I wonder this could happen either because of my lack of sleep
few days recently or my age.
phew, I'm getting 1 year older next month by the way.




the ticket. like the design.


like you see in the ticket,
there are some good performers during the gig.
but sadly, I can't watch Naif's perfomance
since I have to go home before 11.30PM :'(
I've attended two gigs which offer Naif as their closing band,
and neither of them allowed me to watch Naif's performance
just right before I went home..

and now, cause I've already said to myself
not to attend any high school gig anymore,
well then I can say I will never see any Naif's performance.
maybe someday, if I attend any concert or event
which Naif become one of the performers.




why are you gonna stop attending high school music performance, Stell?


I was thinking during performance of Tangga.
I found out that there's no meaning,
nothing is worth enough to make me spend another time
just for watching art performance
that I don't really interesting in.
yeah, I can't deny I enjoyed the event
and meeting my high school friends.
but still, I think it's funny if I said
"I went to the gig just for meeting my friends".

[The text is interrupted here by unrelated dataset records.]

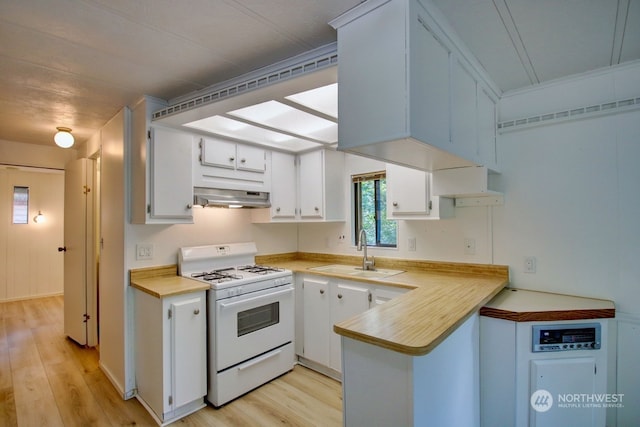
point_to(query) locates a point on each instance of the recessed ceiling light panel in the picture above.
(277, 115)
(323, 99)
(239, 130)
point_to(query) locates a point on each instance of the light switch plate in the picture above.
(144, 251)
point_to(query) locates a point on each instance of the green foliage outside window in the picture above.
(371, 213)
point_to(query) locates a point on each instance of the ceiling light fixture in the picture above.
(63, 137)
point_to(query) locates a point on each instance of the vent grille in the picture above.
(275, 76)
(572, 114)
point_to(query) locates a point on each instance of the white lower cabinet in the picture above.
(325, 302)
(170, 336)
(347, 300)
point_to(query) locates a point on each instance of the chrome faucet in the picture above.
(367, 264)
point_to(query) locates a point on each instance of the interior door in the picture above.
(76, 249)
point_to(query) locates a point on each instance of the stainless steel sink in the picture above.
(350, 270)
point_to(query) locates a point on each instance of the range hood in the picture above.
(224, 198)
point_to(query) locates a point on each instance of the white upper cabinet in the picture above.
(407, 93)
(221, 163)
(409, 195)
(284, 186)
(171, 187)
(407, 192)
(311, 184)
(161, 188)
(229, 155)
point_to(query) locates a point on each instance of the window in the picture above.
(20, 205)
(370, 210)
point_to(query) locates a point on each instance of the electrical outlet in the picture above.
(144, 251)
(470, 246)
(529, 264)
(411, 244)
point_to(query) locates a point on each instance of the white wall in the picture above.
(441, 240)
(211, 226)
(30, 264)
(41, 156)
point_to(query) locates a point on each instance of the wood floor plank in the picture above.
(75, 401)
(7, 408)
(118, 411)
(47, 379)
(35, 404)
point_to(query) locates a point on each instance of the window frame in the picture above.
(380, 208)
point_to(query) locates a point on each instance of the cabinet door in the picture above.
(283, 185)
(486, 130)
(171, 184)
(316, 320)
(188, 346)
(312, 184)
(346, 302)
(250, 158)
(221, 154)
(429, 86)
(407, 191)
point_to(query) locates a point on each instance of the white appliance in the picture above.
(250, 317)
(543, 373)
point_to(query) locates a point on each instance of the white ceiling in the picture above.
(75, 63)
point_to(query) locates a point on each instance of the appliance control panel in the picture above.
(566, 337)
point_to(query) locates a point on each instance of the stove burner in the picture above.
(217, 276)
(259, 269)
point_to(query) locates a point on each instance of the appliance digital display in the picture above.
(566, 337)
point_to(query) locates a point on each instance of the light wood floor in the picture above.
(48, 380)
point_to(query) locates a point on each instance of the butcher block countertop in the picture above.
(521, 305)
(443, 296)
(163, 281)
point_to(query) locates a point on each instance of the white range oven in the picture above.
(250, 317)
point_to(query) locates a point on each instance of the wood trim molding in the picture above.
(543, 316)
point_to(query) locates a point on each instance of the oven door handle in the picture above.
(257, 360)
(246, 300)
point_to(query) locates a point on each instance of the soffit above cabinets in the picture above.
(292, 106)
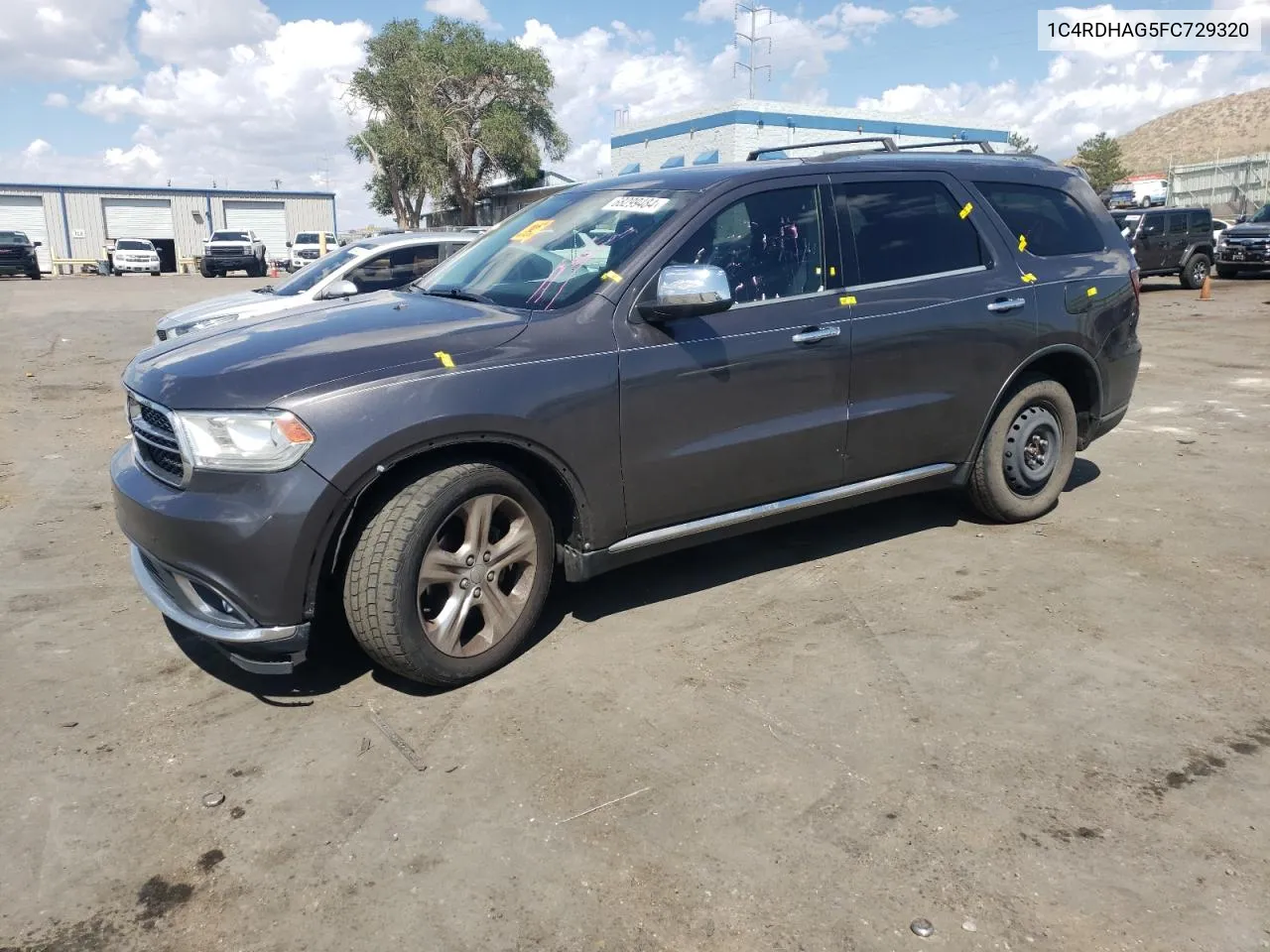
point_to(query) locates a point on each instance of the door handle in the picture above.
(811, 336)
(1010, 303)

suddenly it came to my sense,
meeting friends in such an event won't serve adequate
quality time enough to talk and getting know each other.
I realized I spent very little time to talk with my friends
during the event cause we were distracted by the loud sound,
the hullabaloo, and the performers.
we kept quite throughout the event and talking only to
express our opinion about the performers.
I think this is not the right thing to do.
we have to find some time to spend together,
just to chit-chat, re-new our information about each other,
and laughing together just like we used to do
in class when we were still using those grey A-line skirt.

photos from Lynn's camera will be uploaded soon.